Interview mit Alpaslan Agüzüm
Der Weltergewichtler Agüzüm hat eine schwere Bürde zu tragen. Sein Ex-Trainer Ulli Wegner, der auch die
Super Mittelgewichtsweltmeister Sven Ottke und Markus Beyer betreut, lässt keine
Gelegenheit aus, ihn zu loben. Wegner sagt von ihm, er sei das größte Talent,
das er jemals gesehen habe. Im Vorprogramm von Sven Ottkes Kampf gegen Armand
Krajnc am 27. März in Magdeburg/Deutschland boxt Alpaslan gegen den Argentinier
Carlos Manuel Baldomir. Die erste Begegnung der beiden gewann Baldomir am
16.12.2000 durch TKO in Runde 1. Jetzt kommt es also zu dem von Alpaslan lange
herbeigewünschten Rückkampf um den WBC International Titel. Alpaslan sprach mit
UWE BETKER im Gym von Sauerland Event in Köln.

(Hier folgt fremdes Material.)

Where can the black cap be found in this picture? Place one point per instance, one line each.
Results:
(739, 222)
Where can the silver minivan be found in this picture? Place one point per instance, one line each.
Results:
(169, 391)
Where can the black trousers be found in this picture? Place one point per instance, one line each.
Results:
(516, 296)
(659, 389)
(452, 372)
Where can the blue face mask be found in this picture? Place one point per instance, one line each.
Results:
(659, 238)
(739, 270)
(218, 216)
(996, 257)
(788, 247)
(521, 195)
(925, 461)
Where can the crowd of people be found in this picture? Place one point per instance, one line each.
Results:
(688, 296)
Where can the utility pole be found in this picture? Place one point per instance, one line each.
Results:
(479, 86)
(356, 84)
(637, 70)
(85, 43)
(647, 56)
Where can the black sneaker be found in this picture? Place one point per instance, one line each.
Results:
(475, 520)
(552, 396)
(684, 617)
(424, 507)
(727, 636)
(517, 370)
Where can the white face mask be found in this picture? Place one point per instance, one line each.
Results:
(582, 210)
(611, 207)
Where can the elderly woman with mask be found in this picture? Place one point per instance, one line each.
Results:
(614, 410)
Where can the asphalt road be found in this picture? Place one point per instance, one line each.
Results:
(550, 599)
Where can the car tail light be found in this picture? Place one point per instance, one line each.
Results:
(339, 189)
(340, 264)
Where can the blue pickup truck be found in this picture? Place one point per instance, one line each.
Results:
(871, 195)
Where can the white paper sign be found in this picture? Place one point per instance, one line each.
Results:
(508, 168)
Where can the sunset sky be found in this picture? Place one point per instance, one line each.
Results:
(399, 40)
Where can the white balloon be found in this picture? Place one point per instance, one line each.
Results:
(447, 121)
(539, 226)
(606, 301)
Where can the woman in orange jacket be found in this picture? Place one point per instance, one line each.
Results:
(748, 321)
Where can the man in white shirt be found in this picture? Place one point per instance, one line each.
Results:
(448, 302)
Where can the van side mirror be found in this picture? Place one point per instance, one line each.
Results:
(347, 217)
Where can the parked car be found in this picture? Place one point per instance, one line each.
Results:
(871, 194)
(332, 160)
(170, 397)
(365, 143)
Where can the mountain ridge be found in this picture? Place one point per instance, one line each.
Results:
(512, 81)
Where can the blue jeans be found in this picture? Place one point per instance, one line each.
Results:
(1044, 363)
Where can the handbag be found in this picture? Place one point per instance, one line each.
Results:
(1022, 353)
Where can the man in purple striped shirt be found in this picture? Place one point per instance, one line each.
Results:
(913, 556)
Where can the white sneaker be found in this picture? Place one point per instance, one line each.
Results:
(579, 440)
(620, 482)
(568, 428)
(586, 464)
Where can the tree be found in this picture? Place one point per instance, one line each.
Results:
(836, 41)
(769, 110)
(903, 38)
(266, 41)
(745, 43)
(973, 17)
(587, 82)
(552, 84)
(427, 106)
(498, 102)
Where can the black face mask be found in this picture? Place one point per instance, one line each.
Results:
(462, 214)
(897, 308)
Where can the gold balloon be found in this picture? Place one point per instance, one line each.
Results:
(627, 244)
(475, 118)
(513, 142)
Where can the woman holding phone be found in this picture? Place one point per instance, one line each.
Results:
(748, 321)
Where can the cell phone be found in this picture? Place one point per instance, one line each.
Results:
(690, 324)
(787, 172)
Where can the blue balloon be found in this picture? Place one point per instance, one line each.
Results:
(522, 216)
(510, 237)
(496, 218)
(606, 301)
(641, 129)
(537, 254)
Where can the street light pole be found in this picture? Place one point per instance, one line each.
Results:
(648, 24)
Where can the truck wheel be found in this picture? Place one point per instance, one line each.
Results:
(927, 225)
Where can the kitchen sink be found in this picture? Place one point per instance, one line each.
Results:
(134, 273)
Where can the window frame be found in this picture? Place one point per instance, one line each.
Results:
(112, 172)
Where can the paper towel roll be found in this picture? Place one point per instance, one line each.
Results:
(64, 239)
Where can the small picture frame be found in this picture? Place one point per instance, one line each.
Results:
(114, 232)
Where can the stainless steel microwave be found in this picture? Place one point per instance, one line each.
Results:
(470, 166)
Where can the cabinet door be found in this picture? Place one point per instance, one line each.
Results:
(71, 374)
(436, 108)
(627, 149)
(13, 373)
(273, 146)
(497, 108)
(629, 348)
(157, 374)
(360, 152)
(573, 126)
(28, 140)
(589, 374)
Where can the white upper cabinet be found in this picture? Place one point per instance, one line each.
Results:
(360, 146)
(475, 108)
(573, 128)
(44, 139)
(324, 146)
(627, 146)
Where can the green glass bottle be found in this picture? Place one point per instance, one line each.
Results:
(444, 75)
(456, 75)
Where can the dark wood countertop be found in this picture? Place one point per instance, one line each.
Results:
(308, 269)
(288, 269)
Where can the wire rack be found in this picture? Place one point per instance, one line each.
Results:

Der jetzt anstehende Kampf gegen
Carlos Manuel Baldomir ist ein Rückkampf. In der ersten Begegnung [Dezember 16,
2000] verloren Sie durch TKO in Runde eins. Was ist in diesem Kampf passiert?
Ich bin einfach in einen
Schlag hineingelaufen, mit dem ich nicht gerechnet habe. Das ist passiert.
Was zeichnet Baldomir als
Boxer aus?
Er ist sehr schlau und sehr
angebrüht. Er ist wirklich mit allen Wassern gewaschen. Er weiß sich seinen Sieg
zu verdienen, indem er immer nur das macht, was gerade nötig ist für einen Sieg.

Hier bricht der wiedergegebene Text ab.